Como Lyra era la única representante del sexo femenino que iba a bordo, porque John Faa, después de pensárselo mucho, había decidido que no viajaran mujeres, tenía un camarote para ella sola. No se trataba de un camarote grande, eso por descontado, ya que era poco más que un armario con una litera y una portilla, que de hecho es el nombre adecuado para ojo de buey. Lyra metió sus escasas pertenencias en un espacio encajonado debajo de la litera y corrió arriba muy excitada para mirar apoyada en la barandilla cómo Inglaterra iba quedándose atrás, pero se encontró con que la mayor parte del país ya había desaparecido en la niebla antes de que ella se dispusiera a contemplarlo.
Pese a todo, el envite del agua bajo sus pies, el movimiento del aire, las luces del barco que brillaban vivamente en la oscuridad, el estruendo del motor, el olor a sal, a peces y a espíritu de carbón, eran de por sí sumamente excitantes.

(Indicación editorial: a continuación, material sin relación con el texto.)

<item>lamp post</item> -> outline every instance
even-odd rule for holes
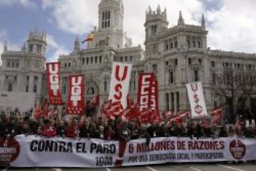
[[[186,85],[188,82],[188,78],[187,78],[187,56],[188,56],[188,54],[189,54],[189,47],[188,46],[187,48],[184,48],[184,46],[183,46],[183,44],[181,44],[181,49],[182,50],[182,52],[183,52],[183,57],[185,59],[185,76],[186,76],[186,81],[185,81],[185,89],[186,89],[186,91],[187,91],[186,90]],[[189,109],[189,96],[187,94],[187,93],[186,93],[186,99],[187,99],[187,110]]]

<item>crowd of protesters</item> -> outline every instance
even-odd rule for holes
[[[146,138],[149,143],[155,137],[189,137],[192,139],[204,138],[238,136],[256,138],[255,124],[203,124],[201,120],[189,120],[183,123],[169,123],[163,120],[160,123],[138,123],[136,119],[129,122],[119,117],[106,120],[101,117],[73,117],[67,119],[54,117],[51,119],[39,117],[33,119],[29,114],[25,116],[1,115],[0,136],[12,138],[18,135],[36,135],[45,137],[62,137],[80,139],[99,138],[105,140],[126,140]]]

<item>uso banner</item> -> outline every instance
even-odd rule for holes
[[[137,92],[137,102],[140,111],[151,109],[158,111],[158,82],[153,73],[140,74]]]
[[[192,117],[207,115],[207,109],[201,82],[187,84],[187,90],[190,102]]]
[[[132,65],[129,64],[113,62],[113,64],[108,99],[112,100],[112,104],[121,103],[121,109],[126,109],[127,106],[127,97],[132,68]]]
[[[83,114],[85,108],[85,75],[69,76],[67,114]]]
[[[166,162],[256,160],[256,140],[151,138],[128,142],[93,138],[0,138],[0,164],[17,167],[113,167]]]
[[[59,88],[60,73],[60,62],[46,64],[47,90],[48,92],[49,104],[63,104]]]

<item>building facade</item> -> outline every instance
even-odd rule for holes
[[[186,84],[198,81],[202,83],[207,108],[211,110],[224,101],[213,90],[215,73],[238,65],[241,69],[255,69],[255,54],[208,48],[203,15],[200,25],[192,25],[185,23],[180,12],[177,23],[169,27],[166,10],[162,10],[160,6],[155,10],[150,7],[146,12],[145,49],[140,45],[133,46],[123,31],[124,10],[121,0],[101,0],[98,25],[92,30],[93,40],[88,43],[87,49],[80,49],[76,39],[72,52],[59,56],[64,99],[68,94],[68,75],[84,74],[86,99],[90,101],[94,94],[99,94],[102,104],[108,99],[112,62],[116,61],[133,64],[129,94],[135,100],[139,75],[154,72],[158,81],[160,111],[173,109],[178,112],[187,109]],[[46,96],[46,46],[45,35],[35,31],[30,32],[27,46],[21,51],[5,48],[0,67],[1,91],[34,91],[37,101]]]

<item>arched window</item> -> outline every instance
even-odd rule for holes
[[[107,81],[104,81],[104,91],[107,91]]]
[[[192,43],[193,43],[193,48],[195,48],[195,41],[193,41]]]
[[[187,40],[187,47],[190,48],[190,41],[189,40]]]
[[[197,46],[198,48],[201,48],[201,43],[200,43],[200,41],[197,41]]]
[[[195,81],[199,81],[198,71],[197,70],[194,70],[194,78]]]

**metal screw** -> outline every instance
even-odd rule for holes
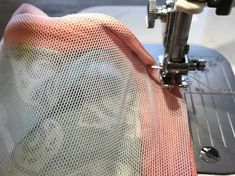
[[[207,163],[216,163],[220,160],[219,152],[213,147],[203,147],[200,151],[200,158]]]

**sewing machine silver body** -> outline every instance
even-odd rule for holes
[[[225,2],[225,3],[224,3]],[[184,75],[188,71],[204,70],[206,61],[188,58],[189,31],[193,14],[201,13],[208,4],[215,7],[217,15],[228,15],[233,0],[167,0],[161,8],[156,8],[156,1],[149,0],[147,25],[153,28],[156,19],[164,23],[163,45],[164,56],[160,59],[160,73],[163,87],[187,87]]]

No tardó en sumarse a todo ello una nueva sensación, en el momento en que la nave hendió el oleaje del océano Germánico. Cuando llamaron a Lyra para que bajase y tomase unos bocados de la parca cena, descubrió que tenía menos hambre de lo que pensaba y decidió que lo mejor que podía hacer era tumbarse en la litera, aunque sólo fuera por consideración hacia Pantalaimon, ya que el pobre se encontraba verdaderamente enfermo.
Así fue como empezó el viaje al norte.